L'imminente parution du guide d'utilisation des graves de recyclage de démolition et de mâchefer pour le Rhône (lire l'entretien avec Pierre Silvestre) devrait libérer de certaines pesanteurs.
Les entrepreneurs, tout comme les syndicats professionnels de la construction, n'ont pas attendu pour prendre position. Ainsi, l'Unicem Rhône-Alpes a-t-elle, à l'automne 2001, installé une commission recyclage des déchets pour véhiculer une politique régionale en matière d'harmonisation des contraintes de remblaiement, de savoir-faire et de développement durable, participer à l'émergence d'un guide régional de l'utilisation des matériaux recyclés, enfin pour partager les expériences acquises dans les différents plans départementaux de gestion des déchets du BTP.
« En réponse aux interrogations de la maîtrise d'ouvrage publique, l'industrie routière rhônalpine démontre depuis fort longtemps un savoir-faire technique dans le recyclage des matériaux et dans leur valorisation sur chantier », se réjouit Jean-Noël Ducruet, président du Sprir Rhône-Alpes. Ainsi, dès 1994, Screg Sud-Est a mis en oeuvre des bouteilles plastiques en remblais légers, une technique abandonnée depuis le tri sélectif.
Des maîtres d'ouvrage montrent également la voie. La Société française du tunnel routier du Fréjus, pour la réalisation de l'A43, a marqué sa volonté d'intégration environnementale jusqu'à imposer une revalorisation des déchets : 80 000 pneus usagés de poids lourds, 30 000 m3 de boues de compost et 9 000 m3 de mâchefers (2).
Le conseil général du Rhône est très incitatif
Ou encore le conseil général du Rhône « particulièrement incitatif, selon Pierre Sanselme - ingénieur qualité au département du Rhône, en charge des relations avec le Grand Lyon et la DDE pour la valorisation des déchets recyclés dans le génie civil - sur la valorisation des matériaux recyclés depuis une délibération de 1994 qui admet, dans les appels d'offres, les variantes sur la mise en oeuvre de ces matériaux ».
Producteur abondant de mâchefers, le Grand Lyon demeure, paradoxalement, un faible prescripteur malgré une volonté marquée par Raymond Barre, son président d'alors (3). « Un triple postulat mécanique, environnemental et concurrentiel, sous-tend cette constatation pour un Grand Lyon dont la voirie est composée surtout de chaussées enterrées », justifie Jack Rampignon du laboratoire de la voirie du Grand Lyon.
Cela n'empêche pas Claude Pillonel, vice-président du Grand Lyon en charge de la voirie, de travailler à l'intégration d'une rubrique éco-matériaux dans les marchés, tout comme Etienne Tête, adjoint en charge des travaux et des marchés de Lyon, de s'interroger, dossier par dossier, sur les opportunités d'emploi des matériaux recyclés ou de substitution.
Face à ce constat, la FNTP propose une action en six points, déclinée en Rhône-Alpes : instaurer un état des lieux environnemental ; prendre en compte l'élimination des déchets dans les dossiers d'appel d'offres ; recourir aux matériaux recyclés ; sensibiliser les décideurs publics ; et obtenir l'adhésion des entreprises. « A la lumière du long chemin parcouru depuis cinq ans, je suis optimiste pour le futur », prophétise Alain Mazza qui, pour les matériaux d'occasion comme pour les matériaux neufs, parie sur la qualité de la production.

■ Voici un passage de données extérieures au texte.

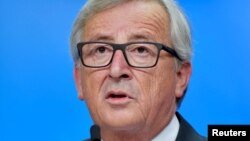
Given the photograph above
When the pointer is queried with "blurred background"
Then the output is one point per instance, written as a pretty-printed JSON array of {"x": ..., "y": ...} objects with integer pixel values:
[{"x": 38, "y": 99}]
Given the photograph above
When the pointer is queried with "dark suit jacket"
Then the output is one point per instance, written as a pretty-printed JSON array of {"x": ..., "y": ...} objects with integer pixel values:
[{"x": 186, "y": 131}]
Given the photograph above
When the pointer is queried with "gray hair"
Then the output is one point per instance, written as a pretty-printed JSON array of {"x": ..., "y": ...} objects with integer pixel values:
[{"x": 180, "y": 30}]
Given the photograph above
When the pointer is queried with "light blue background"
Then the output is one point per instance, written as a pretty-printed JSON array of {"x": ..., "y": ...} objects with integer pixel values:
[{"x": 38, "y": 99}]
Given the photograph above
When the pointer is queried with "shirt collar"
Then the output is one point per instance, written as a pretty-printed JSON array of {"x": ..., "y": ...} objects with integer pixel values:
[{"x": 169, "y": 133}]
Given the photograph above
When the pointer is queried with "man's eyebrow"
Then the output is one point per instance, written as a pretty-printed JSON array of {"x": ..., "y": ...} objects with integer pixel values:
[
  {"x": 101, "y": 37},
  {"x": 141, "y": 37}
]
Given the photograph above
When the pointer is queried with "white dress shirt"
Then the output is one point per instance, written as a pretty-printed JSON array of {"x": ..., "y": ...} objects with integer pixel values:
[{"x": 169, "y": 133}]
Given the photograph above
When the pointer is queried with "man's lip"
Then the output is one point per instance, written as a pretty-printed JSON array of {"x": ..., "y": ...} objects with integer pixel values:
[{"x": 117, "y": 94}]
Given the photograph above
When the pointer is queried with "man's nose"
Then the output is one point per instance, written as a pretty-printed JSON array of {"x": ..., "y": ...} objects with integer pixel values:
[{"x": 119, "y": 67}]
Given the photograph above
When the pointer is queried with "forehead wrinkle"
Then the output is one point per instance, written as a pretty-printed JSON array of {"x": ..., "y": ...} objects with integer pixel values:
[{"x": 155, "y": 22}]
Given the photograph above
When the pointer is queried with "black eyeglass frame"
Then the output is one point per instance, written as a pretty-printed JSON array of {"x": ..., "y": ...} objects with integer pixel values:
[{"x": 122, "y": 47}]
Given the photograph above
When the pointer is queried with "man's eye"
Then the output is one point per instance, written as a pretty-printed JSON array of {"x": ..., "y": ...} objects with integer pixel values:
[
  {"x": 142, "y": 50},
  {"x": 101, "y": 49}
]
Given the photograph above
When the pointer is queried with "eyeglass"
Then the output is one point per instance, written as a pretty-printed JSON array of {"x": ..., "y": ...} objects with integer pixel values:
[{"x": 137, "y": 54}]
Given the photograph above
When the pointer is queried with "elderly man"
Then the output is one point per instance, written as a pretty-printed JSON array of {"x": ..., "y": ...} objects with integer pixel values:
[{"x": 132, "y": 67}]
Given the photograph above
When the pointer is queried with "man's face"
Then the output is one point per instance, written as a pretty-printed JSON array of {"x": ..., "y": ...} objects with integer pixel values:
[{"x": 121, "y": 97}]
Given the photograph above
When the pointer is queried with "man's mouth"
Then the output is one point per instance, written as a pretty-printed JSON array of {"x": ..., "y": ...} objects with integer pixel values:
[{"x": 118, "y": 98}]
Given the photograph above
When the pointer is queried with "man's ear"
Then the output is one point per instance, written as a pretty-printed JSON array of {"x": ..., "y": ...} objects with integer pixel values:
[
  {"x": 78, "y": 81},
  {"x": 183, "y": 76}
]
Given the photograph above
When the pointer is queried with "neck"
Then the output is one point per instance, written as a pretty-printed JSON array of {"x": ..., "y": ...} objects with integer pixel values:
[{"x": 136, "y": 134}]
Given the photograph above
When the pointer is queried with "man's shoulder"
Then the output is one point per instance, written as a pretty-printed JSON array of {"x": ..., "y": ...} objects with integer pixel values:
[{"x": 187, "y": 132}]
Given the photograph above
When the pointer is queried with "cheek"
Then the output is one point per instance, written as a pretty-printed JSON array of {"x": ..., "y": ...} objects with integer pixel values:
[
  {"x": 91, "y": 86},
  {"x": 158, "y": 87}
]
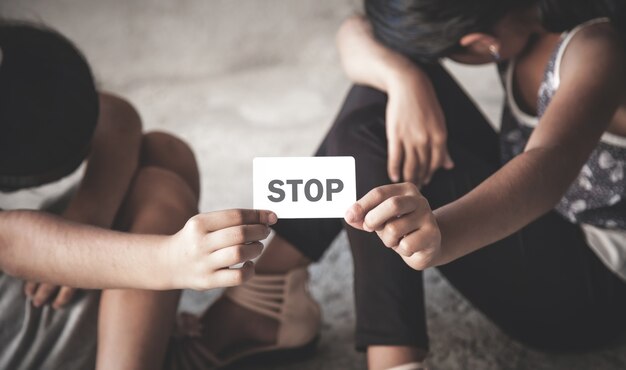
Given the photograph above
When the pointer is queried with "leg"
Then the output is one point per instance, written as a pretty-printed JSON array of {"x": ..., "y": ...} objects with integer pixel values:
[
  {"x": 296, "y": 244},
  {"x": 384, "y": 286},
  {"x": 135, "y": 326}
]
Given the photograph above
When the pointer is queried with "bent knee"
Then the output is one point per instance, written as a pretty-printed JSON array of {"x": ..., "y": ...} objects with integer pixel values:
[
  {"x": 164, "y": 150},
  {"x": 358, "y": 131},
  {"x": 119, "y": 115},
  {"x": 159, "y": 187}
]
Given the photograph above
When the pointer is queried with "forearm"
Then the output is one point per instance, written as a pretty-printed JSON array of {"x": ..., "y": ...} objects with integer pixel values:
[
  {"x": 524, "y": 189},
  {"x": 368, "y": 62},
  {"x": 39, "y": 247}
]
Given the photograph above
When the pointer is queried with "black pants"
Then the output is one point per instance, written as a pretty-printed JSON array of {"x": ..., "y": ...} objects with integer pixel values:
[{"x": 542, "y": 285}]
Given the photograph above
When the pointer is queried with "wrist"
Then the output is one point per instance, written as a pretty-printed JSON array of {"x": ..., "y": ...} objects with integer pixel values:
[
  {"x": 166, "y": 276},
  {"x": 401, "y": 75}
]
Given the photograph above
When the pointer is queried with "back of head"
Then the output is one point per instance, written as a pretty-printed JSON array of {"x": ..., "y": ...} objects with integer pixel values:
[
  {"x": 48, "y": 106},
  {"x": 426, "y": 30}
]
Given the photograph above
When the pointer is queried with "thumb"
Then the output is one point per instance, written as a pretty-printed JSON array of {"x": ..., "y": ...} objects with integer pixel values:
[{"x": 355, "y": 215}]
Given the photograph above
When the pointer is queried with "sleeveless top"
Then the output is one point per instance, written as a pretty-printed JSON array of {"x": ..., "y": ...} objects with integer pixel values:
[{"x": 596, "y": 200}]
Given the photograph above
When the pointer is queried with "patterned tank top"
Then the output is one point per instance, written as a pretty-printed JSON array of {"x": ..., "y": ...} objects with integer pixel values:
[{"x": 597, "y": 198}]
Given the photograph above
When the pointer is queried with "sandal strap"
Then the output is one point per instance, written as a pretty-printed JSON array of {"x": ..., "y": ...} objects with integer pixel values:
[{"x": 263, "y": 294}]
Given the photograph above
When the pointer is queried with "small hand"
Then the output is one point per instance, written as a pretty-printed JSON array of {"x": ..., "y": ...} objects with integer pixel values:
[
  {"x": 203, "y": 252},
  {"x": 42, "y": 293},
  {"x": 403, "y": 220},
  {"x": 416, "y": 130}
]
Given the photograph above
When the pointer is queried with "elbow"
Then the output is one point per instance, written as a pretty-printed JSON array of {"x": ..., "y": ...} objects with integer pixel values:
[{"x": 5, "y": 246}]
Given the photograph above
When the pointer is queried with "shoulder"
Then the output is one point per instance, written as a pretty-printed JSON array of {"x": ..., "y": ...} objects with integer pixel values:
[{"x": 598, "y": 49}]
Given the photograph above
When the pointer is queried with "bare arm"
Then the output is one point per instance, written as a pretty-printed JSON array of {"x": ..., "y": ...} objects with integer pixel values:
[
  {"x": 42, "y": 247},
  {"x": 534, "y": 182},
  {"x": 111, "y": 164},
  {"x": 524, "y": 189},
  {"x": 416, "y": 128}
]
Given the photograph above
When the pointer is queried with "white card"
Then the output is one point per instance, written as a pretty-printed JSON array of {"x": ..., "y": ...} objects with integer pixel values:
[{"x": 304, "y": 187}]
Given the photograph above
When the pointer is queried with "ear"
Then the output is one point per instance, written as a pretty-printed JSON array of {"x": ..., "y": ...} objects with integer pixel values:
[{"x": 480, "y": 42}]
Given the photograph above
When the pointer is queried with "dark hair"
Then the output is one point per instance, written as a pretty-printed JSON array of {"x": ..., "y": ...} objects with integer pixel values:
[
  {"x": 426, "y": 30},
  {"x": 48, "y": 106}
]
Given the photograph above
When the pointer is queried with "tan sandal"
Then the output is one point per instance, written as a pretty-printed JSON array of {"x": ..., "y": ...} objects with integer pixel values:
[{"x": 284, "y": 298}]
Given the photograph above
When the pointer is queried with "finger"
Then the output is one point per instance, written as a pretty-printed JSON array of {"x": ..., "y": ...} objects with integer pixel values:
[
  {"x": 234, "y": 255},
  {"x": 411, "y": 164},
  {"x": 357, "y": 212},
  {"x": 391, "y": 209},
  {"x": 423, "y": 150},
  {"x": 63, "y": 297},
  {"x": 448, "y": 163},
  {"x": 395, "y": 230},
  {"x": 421, "y": 239},
  {"x": 232, "y": 277},
  {"x": 212, "y": 221},
  {"x": 43, "y": 294},
  {"x": 394, "y": 160},
  {"x": 235, "y": 235},
  {"x": 30, "y": 288}
]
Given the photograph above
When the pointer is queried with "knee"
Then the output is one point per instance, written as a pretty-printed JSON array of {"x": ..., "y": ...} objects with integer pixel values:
[
  {"x": 361, "y": 130},
  {"x": 156, "y": 188},
  {"x": 163, "y": 150},
  {"x": 119, "y": 115}
]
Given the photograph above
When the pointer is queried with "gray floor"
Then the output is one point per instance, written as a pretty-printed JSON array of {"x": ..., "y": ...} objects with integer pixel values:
[{"x": 245, "y": 78}]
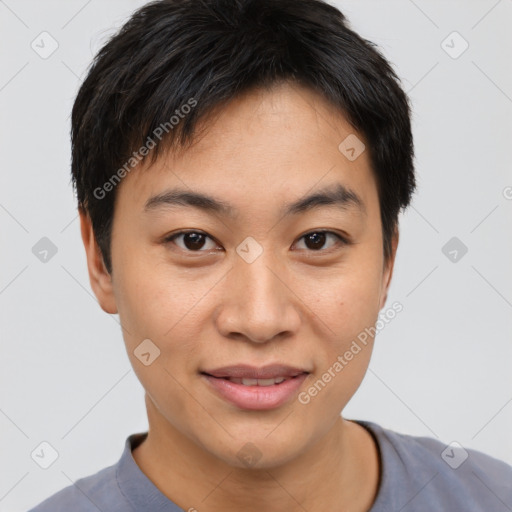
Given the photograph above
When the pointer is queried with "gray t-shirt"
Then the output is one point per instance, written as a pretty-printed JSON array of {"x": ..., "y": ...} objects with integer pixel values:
[{"x": 419, "y": 474}]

Un message sensible adressé aux maîtrises d'ouvrage.
(1) La FRTP et la FRB Rhône-Alpes ont conjointement recruté un spécialiste ès-environnement.
(2) « Le Moniteur » du 21/07/00, p. 36.
(3) « Le Moniteur » du 26/02/99, p. 162 et du 26/03/99, p. 146.
PHOTOS :
Regemat dispose à Anse (Rhône) d'une installation de traitement et de valorisation de déchets du BTP qui produit chaque année 100 000 t de matériaux recyclés
.Signe du dynamisme des «noirs», Ferrari TP (Screg Sud-Est) mettait en oeuvre, dès 1995, quelque 1 225 m3 de pneus usagés (système Pneusol) pour la reprise d'un virage en épingle à Hermillon (Haute-Savoie).